Greece and its international lenders on Friday made clear progress towards bridging differences over Athens’ fiscal path in the coming years, moving closer towards a deal that would secure new loan disbursements and save the country from default.

“The review will be completed, and it will be completed positively,” Tsipras told a meeting of his Syriza party on Saturday. “We are ready to discuss anything within the framework of the [bailout] agreement and within reason, but not things beyond the framework of the agreement and beyond reason. We will not discuss demands which are not backed up by logic and by numbers.”

He warned all sides “to be more careful towards a country that has been pillaged and people who have made, and are continuing to make, so many sacrifices in the name of Europe”.
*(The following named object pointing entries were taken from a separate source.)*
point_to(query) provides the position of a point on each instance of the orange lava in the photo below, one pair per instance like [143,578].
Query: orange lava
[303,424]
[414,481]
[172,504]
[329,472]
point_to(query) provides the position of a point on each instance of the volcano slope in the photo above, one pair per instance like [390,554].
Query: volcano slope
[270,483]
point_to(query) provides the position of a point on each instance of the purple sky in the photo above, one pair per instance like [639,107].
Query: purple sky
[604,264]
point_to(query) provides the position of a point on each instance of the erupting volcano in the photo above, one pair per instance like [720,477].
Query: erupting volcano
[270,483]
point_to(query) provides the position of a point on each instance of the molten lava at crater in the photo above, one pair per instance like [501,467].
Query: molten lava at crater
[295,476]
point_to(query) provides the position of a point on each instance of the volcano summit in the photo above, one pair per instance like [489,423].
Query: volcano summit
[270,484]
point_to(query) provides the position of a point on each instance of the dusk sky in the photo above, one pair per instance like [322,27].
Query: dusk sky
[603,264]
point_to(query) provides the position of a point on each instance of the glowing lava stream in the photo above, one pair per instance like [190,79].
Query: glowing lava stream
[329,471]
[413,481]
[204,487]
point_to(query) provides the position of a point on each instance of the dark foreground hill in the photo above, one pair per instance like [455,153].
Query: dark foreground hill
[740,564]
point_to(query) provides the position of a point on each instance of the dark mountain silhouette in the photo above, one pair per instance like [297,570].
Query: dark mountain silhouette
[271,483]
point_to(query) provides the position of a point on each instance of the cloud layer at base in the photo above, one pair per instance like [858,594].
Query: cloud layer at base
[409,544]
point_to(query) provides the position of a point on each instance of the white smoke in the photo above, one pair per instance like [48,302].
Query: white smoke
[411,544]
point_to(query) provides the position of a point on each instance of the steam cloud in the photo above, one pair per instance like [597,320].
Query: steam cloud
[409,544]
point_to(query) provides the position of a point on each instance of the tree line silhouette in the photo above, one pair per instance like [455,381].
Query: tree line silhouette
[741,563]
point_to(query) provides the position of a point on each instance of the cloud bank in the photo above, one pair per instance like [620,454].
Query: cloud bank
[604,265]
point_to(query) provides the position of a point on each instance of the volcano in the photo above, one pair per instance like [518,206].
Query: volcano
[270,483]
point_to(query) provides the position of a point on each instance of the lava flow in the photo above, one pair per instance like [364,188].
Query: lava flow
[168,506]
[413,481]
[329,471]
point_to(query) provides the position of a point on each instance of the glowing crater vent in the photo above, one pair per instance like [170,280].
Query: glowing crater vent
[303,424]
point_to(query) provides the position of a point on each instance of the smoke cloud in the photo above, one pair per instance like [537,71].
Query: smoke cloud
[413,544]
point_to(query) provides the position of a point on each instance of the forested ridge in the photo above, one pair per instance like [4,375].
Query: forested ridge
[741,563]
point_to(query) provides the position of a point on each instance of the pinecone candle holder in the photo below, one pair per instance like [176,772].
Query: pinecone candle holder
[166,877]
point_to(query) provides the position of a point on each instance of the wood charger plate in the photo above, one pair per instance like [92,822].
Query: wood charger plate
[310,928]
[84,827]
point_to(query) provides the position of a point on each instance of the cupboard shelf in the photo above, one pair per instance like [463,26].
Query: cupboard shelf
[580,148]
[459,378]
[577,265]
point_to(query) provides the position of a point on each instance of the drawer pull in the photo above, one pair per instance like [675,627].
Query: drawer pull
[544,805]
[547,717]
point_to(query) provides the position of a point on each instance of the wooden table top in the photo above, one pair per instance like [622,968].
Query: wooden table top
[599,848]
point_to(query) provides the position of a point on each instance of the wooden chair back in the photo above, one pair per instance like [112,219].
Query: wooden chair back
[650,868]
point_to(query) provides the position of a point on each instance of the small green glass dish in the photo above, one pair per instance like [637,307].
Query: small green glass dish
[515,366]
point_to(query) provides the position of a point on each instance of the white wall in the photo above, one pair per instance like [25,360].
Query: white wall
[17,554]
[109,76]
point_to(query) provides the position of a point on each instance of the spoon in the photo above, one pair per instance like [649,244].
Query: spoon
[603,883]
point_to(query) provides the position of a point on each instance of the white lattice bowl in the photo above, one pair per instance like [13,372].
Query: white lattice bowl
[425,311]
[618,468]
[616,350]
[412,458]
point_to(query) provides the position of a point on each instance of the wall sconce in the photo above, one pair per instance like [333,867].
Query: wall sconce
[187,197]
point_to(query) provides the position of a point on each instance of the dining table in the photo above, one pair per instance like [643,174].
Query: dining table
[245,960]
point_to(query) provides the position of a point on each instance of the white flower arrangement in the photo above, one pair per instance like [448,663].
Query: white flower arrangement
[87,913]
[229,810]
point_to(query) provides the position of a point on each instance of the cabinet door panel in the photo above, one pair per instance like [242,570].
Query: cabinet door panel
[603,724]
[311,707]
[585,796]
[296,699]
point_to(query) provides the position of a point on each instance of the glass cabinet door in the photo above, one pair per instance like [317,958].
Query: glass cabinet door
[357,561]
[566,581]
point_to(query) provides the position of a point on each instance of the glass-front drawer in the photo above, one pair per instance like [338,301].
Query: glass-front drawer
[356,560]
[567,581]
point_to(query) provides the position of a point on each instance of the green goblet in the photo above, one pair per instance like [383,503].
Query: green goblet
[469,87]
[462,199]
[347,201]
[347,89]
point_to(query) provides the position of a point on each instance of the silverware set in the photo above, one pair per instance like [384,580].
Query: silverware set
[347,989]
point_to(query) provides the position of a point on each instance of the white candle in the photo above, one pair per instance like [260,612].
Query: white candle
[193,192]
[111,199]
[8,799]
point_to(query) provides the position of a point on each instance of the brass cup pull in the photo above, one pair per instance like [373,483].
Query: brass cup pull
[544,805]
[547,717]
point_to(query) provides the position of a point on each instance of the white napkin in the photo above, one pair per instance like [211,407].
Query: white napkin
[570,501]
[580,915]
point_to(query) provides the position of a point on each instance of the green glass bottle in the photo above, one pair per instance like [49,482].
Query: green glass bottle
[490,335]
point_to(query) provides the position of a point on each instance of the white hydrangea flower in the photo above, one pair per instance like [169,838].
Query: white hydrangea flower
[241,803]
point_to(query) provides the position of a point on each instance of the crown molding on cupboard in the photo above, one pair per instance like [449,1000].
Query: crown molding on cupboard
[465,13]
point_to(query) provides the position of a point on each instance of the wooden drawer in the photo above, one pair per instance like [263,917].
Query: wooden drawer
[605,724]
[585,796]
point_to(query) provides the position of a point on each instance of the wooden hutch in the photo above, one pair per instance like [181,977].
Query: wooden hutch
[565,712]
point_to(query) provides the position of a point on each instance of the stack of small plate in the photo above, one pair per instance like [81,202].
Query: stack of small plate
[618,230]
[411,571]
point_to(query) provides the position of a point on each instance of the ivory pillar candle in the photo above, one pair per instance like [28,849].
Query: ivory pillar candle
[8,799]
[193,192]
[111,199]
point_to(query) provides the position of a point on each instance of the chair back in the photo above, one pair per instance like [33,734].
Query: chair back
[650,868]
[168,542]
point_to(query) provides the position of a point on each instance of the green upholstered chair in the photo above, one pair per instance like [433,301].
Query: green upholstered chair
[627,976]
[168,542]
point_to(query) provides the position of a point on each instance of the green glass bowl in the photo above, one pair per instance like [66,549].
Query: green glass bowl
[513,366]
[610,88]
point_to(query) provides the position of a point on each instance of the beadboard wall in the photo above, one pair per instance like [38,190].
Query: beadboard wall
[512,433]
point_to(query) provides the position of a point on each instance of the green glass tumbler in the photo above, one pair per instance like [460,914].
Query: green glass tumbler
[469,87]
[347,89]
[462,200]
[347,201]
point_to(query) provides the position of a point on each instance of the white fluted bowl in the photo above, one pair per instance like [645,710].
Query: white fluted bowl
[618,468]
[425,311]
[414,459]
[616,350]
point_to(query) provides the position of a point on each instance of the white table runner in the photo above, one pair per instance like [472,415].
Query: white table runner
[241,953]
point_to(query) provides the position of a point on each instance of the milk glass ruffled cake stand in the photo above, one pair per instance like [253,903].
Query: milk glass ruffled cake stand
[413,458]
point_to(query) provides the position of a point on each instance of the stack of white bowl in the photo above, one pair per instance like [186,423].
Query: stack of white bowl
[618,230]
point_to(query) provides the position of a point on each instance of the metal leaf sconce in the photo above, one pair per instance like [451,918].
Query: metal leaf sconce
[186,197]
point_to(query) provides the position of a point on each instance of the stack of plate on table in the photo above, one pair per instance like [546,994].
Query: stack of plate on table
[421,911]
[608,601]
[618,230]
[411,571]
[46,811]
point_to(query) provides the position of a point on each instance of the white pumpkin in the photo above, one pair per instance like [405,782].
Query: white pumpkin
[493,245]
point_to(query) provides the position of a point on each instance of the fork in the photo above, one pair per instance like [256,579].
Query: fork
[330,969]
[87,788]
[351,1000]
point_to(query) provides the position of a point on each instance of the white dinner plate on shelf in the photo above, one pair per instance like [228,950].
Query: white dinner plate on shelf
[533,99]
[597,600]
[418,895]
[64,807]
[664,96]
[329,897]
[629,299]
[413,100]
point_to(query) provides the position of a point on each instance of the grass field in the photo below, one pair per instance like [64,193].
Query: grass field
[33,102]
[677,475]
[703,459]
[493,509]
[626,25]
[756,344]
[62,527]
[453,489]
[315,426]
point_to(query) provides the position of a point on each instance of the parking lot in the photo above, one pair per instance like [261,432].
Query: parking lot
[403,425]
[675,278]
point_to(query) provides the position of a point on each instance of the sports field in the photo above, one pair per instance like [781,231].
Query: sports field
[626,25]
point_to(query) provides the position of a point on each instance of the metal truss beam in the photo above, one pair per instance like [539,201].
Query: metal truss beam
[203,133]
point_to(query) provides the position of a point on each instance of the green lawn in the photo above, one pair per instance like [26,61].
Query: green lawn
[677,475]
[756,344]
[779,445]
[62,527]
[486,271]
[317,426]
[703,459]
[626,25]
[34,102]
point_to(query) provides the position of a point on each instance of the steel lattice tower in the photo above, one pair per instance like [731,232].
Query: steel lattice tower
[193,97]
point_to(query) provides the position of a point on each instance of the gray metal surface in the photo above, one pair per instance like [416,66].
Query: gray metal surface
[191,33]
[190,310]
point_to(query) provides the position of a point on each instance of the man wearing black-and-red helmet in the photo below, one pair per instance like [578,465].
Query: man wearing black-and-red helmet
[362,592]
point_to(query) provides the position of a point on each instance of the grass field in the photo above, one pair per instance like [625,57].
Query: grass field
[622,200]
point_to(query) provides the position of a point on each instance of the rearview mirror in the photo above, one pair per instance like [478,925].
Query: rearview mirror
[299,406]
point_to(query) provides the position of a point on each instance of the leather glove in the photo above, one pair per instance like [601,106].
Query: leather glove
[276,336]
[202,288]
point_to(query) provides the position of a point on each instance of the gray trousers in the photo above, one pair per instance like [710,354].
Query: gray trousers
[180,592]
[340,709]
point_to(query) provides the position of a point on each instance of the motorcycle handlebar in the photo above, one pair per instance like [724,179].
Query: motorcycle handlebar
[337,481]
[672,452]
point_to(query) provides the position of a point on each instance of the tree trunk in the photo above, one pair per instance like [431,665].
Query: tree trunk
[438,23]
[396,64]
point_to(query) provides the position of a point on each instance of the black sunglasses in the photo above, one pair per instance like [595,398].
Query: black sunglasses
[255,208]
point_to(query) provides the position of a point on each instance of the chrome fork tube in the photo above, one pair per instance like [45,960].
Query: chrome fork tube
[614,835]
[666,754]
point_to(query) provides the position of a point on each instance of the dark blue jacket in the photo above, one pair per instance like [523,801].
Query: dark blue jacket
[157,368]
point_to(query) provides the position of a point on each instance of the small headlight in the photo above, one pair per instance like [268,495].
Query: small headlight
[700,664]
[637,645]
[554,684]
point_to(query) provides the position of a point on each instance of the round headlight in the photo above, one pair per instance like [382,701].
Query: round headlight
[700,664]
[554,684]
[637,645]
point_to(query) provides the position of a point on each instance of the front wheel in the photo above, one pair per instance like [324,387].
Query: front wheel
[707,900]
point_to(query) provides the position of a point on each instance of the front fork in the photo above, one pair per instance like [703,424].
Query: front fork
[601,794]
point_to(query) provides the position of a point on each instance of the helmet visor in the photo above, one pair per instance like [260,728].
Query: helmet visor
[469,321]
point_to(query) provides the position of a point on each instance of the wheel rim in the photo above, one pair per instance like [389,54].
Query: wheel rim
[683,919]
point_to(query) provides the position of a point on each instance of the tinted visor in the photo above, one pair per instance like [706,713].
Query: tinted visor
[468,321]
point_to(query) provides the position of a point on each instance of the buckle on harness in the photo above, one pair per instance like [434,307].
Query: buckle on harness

In an interview to be aired on German radio Deutschlandfunk on Sunday, Juncker praised Greece for some of the steps it has already taken but warned that Greece’s third bailout programme could fall apart as the IMF has not yet made up its mind whether to provide more aid.

“Yes, it is on shaky ground as we don’t see how the IMF could manage this problem,” he said.

Greece has only recently emerged from a multi-year recession brought on by a debt crisis and the consequent austerity policies demanded in return for the bailouts. Greece’s unemployment rate stands at 23% and while year-on-year GDP growth was 1.8% in last year’s third quarter, the economy contracted at a rate of over 10% earlier in the decade.

The IMF has sat on the sidelines of the latest bailout program and says it cannot participate in a programme which could keep Greece in a never-ending cycle of indebtedness that could push national borrowing to 275% of economic output by 2060.

Reaching an agreement would release another tranche of funds from its latest €86 billion bailout, and facilitate Greece making a major €7.2 billion debt repayment this summer.

The European and IMF lenders want Greece to make €1.8 billion - or 1% of GDP - worth of new reforms by 2018 and another €1.8 billion after then and the measures would be focused on broadening the tax base and on pension cutbacks.

Representatives of Greece's lenders are expected to return to Athens this week to report on whether Greece has complied with a second batch of reforms agreed under the current bailout.